Não eram palavras, mas imagens gravadas nos meus pensamentos: uma tempestade de asas, uma torre feita de olhos, uma boca sem rosto que sussurrava escrituras ao contrário. Vi os outros — os que subiram — flutuando por um túnel de luz impossível, seus corpos mudando — não por escolha.

Asas irrompiam das omoplatas com um estalo úmido. Olhos se abriam nas palmas, bochechas e torsos. Bocas se rasgavam pelas espinhas e gritavam hinos que dobravam o ar. Seus ossos se contorciam para combinar com uma nova forma, uma que não era feita de carne.

Alguns não sobreviveram à transformação.

Esses foram os que caíram de volta.

Ouvi antes de vê-los. O telhado se partiu — não estilhaçado, não rasgado, mas dividido, como cortinas — e eles desceram.

Pareciam anjos, como se anjos tivessem sido feitos por alguém que nunca viu um humano, mas tentou aproximá-lo de memória.

Um rastejou pela lateral da casa, seus membros longos demais, articulações invertidas, olhos brilhantes orbitando sua cabeça como satélites. Suas asas não eram asas, apenas espinhos que se abriam para fora, cada um com uma mão trêmula e sem penas na ponta.

Outro pousou no quintal e se desdobrou — mais alto que qualquer homem, com costelas que se abriam como pétalas, revelando um rosto dentro do peito: o rosto do meu pai, a boca escancarada, os olhos chorando luz.

Eles me observavam pelas janelas. Não atacavam. Não falavam. Apenas observavam, como se esperassem que eu aceitasse algo.

Não sei o que me fez abrir a porta.

Talvez eu estivesse cansado de fugir. Talvez quisesse saber.

O mais alto se inclinou para mim, e sua voz despejou-se na minha cabeça como cera quente:

“Você não foi escolhido.”

Senti então — que não fui poupado; fui rejeitado. A cidade foi colhida, transformada, levada — mas eu fui deixado para trás como lixo. Não porque era puro. Porque era indigno.
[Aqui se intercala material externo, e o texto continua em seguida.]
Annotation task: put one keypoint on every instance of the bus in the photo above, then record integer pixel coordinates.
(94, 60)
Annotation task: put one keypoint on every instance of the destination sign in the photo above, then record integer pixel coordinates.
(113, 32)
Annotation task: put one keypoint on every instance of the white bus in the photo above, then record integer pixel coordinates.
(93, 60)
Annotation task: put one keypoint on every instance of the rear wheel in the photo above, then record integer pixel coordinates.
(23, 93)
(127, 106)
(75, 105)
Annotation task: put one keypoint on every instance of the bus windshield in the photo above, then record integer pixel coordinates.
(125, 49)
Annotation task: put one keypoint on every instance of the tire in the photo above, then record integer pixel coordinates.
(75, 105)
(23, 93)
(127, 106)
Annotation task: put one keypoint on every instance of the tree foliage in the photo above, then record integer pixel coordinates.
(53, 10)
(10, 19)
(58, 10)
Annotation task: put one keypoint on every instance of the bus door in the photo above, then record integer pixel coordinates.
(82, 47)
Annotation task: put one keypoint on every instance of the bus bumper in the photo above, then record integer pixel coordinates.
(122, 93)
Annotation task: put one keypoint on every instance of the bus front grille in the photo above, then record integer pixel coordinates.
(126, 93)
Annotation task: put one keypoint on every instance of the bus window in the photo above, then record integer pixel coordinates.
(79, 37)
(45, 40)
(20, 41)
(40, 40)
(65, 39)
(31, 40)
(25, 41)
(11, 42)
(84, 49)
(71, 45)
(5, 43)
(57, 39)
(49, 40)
A criatura estendeu a mão. Não uma mão. Um aglomerado de dedos, alguns humanos, alguns insetoides, alguns não deste planeta. Vi o anel de casamento da minha mãe em um deles.

Dei um passo atrás.

E ela sorriu — não com o rosto, mas com todos os olhos em seu corpo piscando em uníssono.

Eles não vieram atrás de mim depois disso. Um a um, subiram novamente, desaparecendo no céu sem fogo, sem som. Apenas sumiram.

A manhã chegou como uma misericórdia que eu não merecia.

Ainda estou aqui.

A cidade ainda está vazia.

Os sinos da igreja nunca tocam, mas às vezes, à noite, o ar zumbe com aquele tom de trombeta — baixo e doce, chamando por algo que não sou eu.

Às vezes, me pergunto se eram anjos e se é assim que o Céu parece. Sem harpas, sem nuvens, apenas asas e luz e uma beleza tão vasta que arranca a alma do corpo como a pele de uma fruta.

Ou talvez fossem demônios, usando as escrituras como camuflagem. Talvez o Arrebatamento fosse uma mentira, uma colheita disfarçada de santidade. E talvez o Inferno seja um lugar acima, não abaixo.

Não sei.

Mas sei disso:

Eles voltarão.

E da próxima vez, acho que não deixarão nada para trás.